Boston Terrier Health
Heat can be fatal to a Boston Terrier. Exercises for this breed should be scheduled for early morning hours or late at night or in the afternoons where the sun is not very hot. They should not lie in the sun for long periods of time because they do not know when they have had enough and may fall into a gasp out of control due to the accumulated heat.
Cherry Eyes: The gland under the third eyelid protrudes and looks like a cherry in the corner of the eye. For its treatment the veterinarian will have to remove the gland (some prefer to put it in before operating, but it is not recommended). Occasionally, removal of the gland causes dry eyes. Veterinarians often refuse to cut and try to postpone surgery for as long as possible. With the development of the disease, the risk of dry eye increases, which has also been seen in dogs that have not undergone surgery since the tear glands of this breed are often blocked.
Patellar Luxation: Slippage in the knee joints (also known as a dislocated patella or spilled fluid) is a common problem in small breeds. In this condition, the kneecap slides out of its groove and moves against the thigh bone (femur) rather than in its natural groove. Although it is a hereditary condition, small and active breeds tend to develop it as a result of their natural activities and it usually worsens with weight gain. The condition can be corrected through surgery. Dogs with patellar luxation often produce dogs with this same disease. Buyers should ascertain whether the father and mother of the puppy they are interested in have suffered from it.
Juvenile cataracts: Condition that causes the opacity of the ocular lens causing total or some degree of blindness with an early onset in the puppy’s life.
Difficult: Labor : Labor is often difficult, as the pelvis of this breed is narrow and the puppies have large heads, which is why they are frequently delivered by cesarean section.
Boston Terrier History
The origin of the Boston Terrier breed dates back to 1865, in Boston, Massachusetts. At this time, dog fighting was rampant in this area and was considered entertainment. Many dog breeds got their start in the fighting pit and the Boston Terrier was one of them.

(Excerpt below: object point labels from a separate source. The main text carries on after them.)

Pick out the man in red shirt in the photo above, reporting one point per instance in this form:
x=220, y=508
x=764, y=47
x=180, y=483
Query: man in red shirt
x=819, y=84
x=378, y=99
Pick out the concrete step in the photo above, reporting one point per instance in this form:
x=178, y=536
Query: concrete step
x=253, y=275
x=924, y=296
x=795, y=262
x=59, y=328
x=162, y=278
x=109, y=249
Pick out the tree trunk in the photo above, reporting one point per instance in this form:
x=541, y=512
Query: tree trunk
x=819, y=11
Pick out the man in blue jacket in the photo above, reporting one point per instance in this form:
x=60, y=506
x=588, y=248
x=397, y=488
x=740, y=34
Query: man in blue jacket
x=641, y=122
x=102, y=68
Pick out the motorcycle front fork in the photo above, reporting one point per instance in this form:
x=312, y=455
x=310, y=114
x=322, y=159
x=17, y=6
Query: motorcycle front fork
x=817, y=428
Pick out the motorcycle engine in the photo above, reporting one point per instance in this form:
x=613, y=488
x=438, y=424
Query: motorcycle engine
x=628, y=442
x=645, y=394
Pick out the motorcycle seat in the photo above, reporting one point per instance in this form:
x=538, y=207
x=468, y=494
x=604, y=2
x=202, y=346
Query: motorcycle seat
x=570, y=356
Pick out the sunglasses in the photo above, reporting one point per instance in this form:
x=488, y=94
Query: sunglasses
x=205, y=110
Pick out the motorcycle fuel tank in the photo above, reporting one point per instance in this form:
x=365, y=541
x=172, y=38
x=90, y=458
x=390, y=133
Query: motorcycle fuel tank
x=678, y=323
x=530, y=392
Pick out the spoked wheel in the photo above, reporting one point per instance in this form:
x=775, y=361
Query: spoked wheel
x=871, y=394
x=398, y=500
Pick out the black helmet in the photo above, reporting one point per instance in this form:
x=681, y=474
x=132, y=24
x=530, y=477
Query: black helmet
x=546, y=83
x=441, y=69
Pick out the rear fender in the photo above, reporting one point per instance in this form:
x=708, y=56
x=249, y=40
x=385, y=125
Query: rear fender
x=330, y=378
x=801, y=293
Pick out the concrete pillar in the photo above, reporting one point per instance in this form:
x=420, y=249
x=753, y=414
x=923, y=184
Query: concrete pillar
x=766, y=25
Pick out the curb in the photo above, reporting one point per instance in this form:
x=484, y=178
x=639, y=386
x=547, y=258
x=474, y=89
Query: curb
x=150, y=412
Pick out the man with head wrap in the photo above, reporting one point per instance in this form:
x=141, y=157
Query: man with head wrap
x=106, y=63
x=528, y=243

The story is believed to have started with Robert C. Hooper of Boston, Massachusetts. Hooper bought a dog that was part English Bulldog and part English Terrier and appointed this dog Judge. Judge turned out to be quite large, dark brindle in color with a white stripe across his face. It had a square head in the shape of a block, with a large mouth and weighed approximately 32 pounds. The cross was between a female Bulldog named Gyp, who was owned by Edward Burnett of Southboro, Massachusetts. Gyp was rather short in stature, possessed a short, block-shaped head and weighed around 20 pounds.
Over time, these dogs began to belong to common employees such as barbers or stable boys because the employees of wealthy people who had purebred dogs took care of them while they drank in taverns of the time, taking advantage of the carelessness caused by the drink the dogs mixed with common dogs and interbred. The puppies were adopted by the common people and many of them ended up in the fighting pit, whether they were young puppies to show their courage or old dogs to fight with other dogs, rats or other animals.
The Boston Terrier is an established breed of dog with well-defined and unique distinguishing characteristics, which are inherited by descendants. James Watson suggested that since this new breed did not resemble the Bullterrier or any other, it should have its own identity. He considered that this dog must have been raised in Boston and its surroundings, which is why it would be named Boston Terrier. In 1893 the breed was recognized by the AKC
In the early 1900s, dogfighting was considered illegal in most states and the popularity of the Boston Terrier was declining. Breeders began to view the dog as a companion as they already had a reputation for being very dedicated and faithful to their masters and their families. In the 1950s, the Boston Terrier was already very much like the dog we know today. According to its weight, it can be classified into: Light (less than 15 lbs.), Medium (less than 20 lbs.), Heavy (25 lbs.).